# speed dip



## cya_coyote (Aug 31, 2005)

hey guys... has anyone tried the dip for coyote and bobcat traps? i have heard that it works, then some tried to tell me that the dip will still spook the animal. so, which is right?

i am using mostly trench sets. the trap actually sets down in the hole, about 4" below the ground level. has worked pretty well, but was having the traps waxed. i don't have the wax or equipment to do that this year, and have dip for my water traps, so i was going to use it if it works ok.

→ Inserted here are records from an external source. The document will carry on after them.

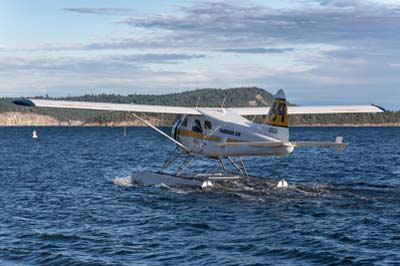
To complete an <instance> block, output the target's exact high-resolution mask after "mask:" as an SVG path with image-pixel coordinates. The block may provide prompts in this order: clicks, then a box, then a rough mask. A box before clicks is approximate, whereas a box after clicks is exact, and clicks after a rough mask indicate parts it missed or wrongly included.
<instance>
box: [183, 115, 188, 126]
mask: <svg viewBox="0 0 400 266" xmlns="http://www.w3.org/2000/svg"><path fill="white" fill-rule="evenodd" d="M182 126H183V127H187V116H185V118H184V119H183V122H182Z"/></svg>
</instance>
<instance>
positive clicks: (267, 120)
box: [265, 90, 289, 127]
mask: <svg viewBox="0 0 400 266" xmlns="http://www.w3.org/2000/svg"><path fill="white" fill-rule="evenodd" d="M265 123H266V124H268V125H271V126H276V127H288V126H289V121H288V102H287V101H286V97H285V93H284V92H283V90H279V91H278V92H277V93H276V94H275V95H274V99H273V104H272V106H271V108H270V109H269V112H268V115H267V119H266V122H265Z"/></svg>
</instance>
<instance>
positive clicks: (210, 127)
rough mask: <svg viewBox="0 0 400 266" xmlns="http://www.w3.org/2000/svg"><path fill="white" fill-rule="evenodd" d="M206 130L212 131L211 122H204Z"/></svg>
mask: <svg viewBox="0 0 400 266" xmlns="http://www.w3.org/2000/svg"><path fill="white" fill-rule="evenodd" d="M204 129H212V125H211V121H208V120H204Z"/></svg>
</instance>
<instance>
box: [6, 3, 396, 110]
mask: <svg viewBox="0 0 400 266" xmlns="http://www.w3.org/2000/svg"><path fill="white" fill-rule="evenodd" d="M0 6H1V8H0V97H19V96H25V97H28V96H44V95H46V94H47V95H49V96H53V97H57V96H67V95H82V94H98V93H116V94H134V93H136V94H164V93H170V92H181V91H187V90H194V89H199V88H233V87H242V86H258V87H261V88H264V89H266V90H267V91H270V92H272V93H274V92H276V91H277V90H279V89H284V91H285V93H286V96H287V98H288V99H289V101H290V102H292V103H296V104H299V105H330V104H371V103H374V104H378V105H381V106H383V107H385V108H388V109H390V110H400V50H399V48H400V0H381V1H378V0H309V1H307V0H271V1H261V0H253V1H201V0H200V1H185V0H183V1H178V0H171V1H166V0H148V1H132V0H114V1H105V0H97V1H91V0H69V1H65V0H57V1H54V0H41V1H40V3H39V2H38V1H31V0H13V1H9V0H0Z"/></svg>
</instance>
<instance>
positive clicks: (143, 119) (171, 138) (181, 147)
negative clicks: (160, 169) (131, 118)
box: [131, 113, 192, 153]
mask: <svg viewBox="0 0 400 266" xmlns="http://www.w3.org/2000/svg"><path fill="white" fill-rule="evenodd" d="M131 114H132V115H133V116H134V117H135V118H137V119H139V120H140V121H142V122H143V123H145V124H146V125H148V126H149V127H151V128H152V129H154V130H155V131H157V132H158V133H160V134H161V135H163V136H164V137H166V138H167V139H169V140H171V141H173V142H174V143H175V144H176V145H178V146H179V147H181V148H182V149H184V150H185V151H187V152H189V153H192V151H191V150H190V149H189V148H188V147H186V146H185V145H183V144H182V143H180V142H179V141H177V140H175V139H174V138H172V137H171V136H169V135H168V134H167V133H165V132H163V131H162V130H160V129H159V128H157V127H156V126H153V125H152V124H151V123H150V122H148V121H146V120H144V119H143V118H141V117H140V116H138V115H137V114H135V113H131Z"/></svg>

does anyone know? will it spook them?
:sniper:


----------



## xdeano (Jan 14, 2005)

I have all my traps speed dipped. It is kind of a toss up weather or not it affects your success rate. If you dip your traps and let them hang for a few weeks you shouldn't have any problems, one tip would be to go through and make sure your dogs are working correctly if you have nite latches that is. just clean them up a bit, dip, hang, use. it is better to dip in the spring and leave them hang for a while in the trees. The gas or coleman fuel that you use is going to be the difference, i've always used the coleman fuel, but i guess to each his own.

I've also wanted to try the black walnut technique some time just to see if the success rate would increase.
xdeano


----------



## cya_coyote (Aug 31, 2005)

thanks xdeano... i have dipped my **** and beaver traps, as well as the muskrat traps. i figured dipping the coyote traps woudl be good to do right now, since we are supposed to have dry weather the next few weeks. it should have time to dry. got 3 months before they get set out.

found the fox and coyote locations. now got to find out where the bobcat are going to be. i know they are around.

well, thanks for the answer.

cya
:sniper:


----------